Meeting a Survivor

It was an unusually beautiful Sunday morning in Nebraska. For once the winds were calm and the temperature was mild. I was driving to meet a young woman who I had never met before, to record a story she had never told before.

I was a senior in college and it had been one year since I was raped. I was so lonely going through that so I started researching and finding other victims' stories online. Reading their stories validated everything I was feeling. I realized that connecting with other survivors was the only way I would heal. But I hated that the stories I read online were largely anonymous. I had been ashamed for an entire year and I was done with it.

I decided that I was going to find other survivors like me, that weren't ashamed and share their stories with the world. We were going to give this crime a face and a voice. I wasn't sure how to do that, but I made a go of it anyway. The University of Nebraska-Omaha's Women Center helped immeasurably. They put me in touch with people like this young woman I was driving to meet.

When I pulled up to Alyssa's driveway I had a video camera, a tripod and a fellow reporter with me. Alyssa welcomed us inside her home where three of her friends were sitting on the couch for moral support. I set Alyssa in a chair of her own and framed her in the viewfinder. As soon as I hit record, Alyssa saw the red light and started talking. When she was a child, her brother's friend would corner her into the bedroom closet during games like hide and seek and touch her. It happened nearly every Sunday afternoon and she was too scared to tell her parents.

She kept talking even though her voice was cracking and the tears made her blue eyes shine even brighter. "I've grown a lot from that experience and this is the first time I've ever told that story before," she said in closing. "And I want everyone out there to know, that if something happens to you, it's not your fault, and don't hold it inside and keep thinking that you can't tell anyone."

I turned off the camera and everyone enveloped her in a giant group hug. Her relief was palpable.

She had finally told her story and a roomful of people cared and loved her.
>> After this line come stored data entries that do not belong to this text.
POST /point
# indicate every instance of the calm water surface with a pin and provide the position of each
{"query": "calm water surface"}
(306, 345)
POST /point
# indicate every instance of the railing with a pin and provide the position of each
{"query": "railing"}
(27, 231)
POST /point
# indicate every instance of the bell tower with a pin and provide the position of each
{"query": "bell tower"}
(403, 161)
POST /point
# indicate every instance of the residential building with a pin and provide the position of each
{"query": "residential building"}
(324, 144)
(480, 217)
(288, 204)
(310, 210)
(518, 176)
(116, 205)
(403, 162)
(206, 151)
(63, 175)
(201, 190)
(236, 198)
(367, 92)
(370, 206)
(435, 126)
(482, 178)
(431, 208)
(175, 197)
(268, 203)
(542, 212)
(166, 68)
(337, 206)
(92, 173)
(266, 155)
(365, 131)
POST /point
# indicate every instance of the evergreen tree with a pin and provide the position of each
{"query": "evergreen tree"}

Nobody was judging her, we respected her bravery and honesty. That experience gave Alyssa the strength to finally tell her parents. It gave me a direction for all my future work in photojournalism.

I am still working to shatter the silence surrounding sexual assault and rape. My current project is a book called "Survivor Stories." It is a series of portraits and first person accounts of surviving sexual violence. But the focus isn't on the horrific details, but focuses on how a person makes the transition from victim to survivor. It's about hope in the face of tragedy.

Alyssa is in this book. We met again, this time alone and I interviewed her. Then we had a portrait session with more traditional Nebraskan weather: cold windy and rainy.

But we still shared a big hug at the end of it.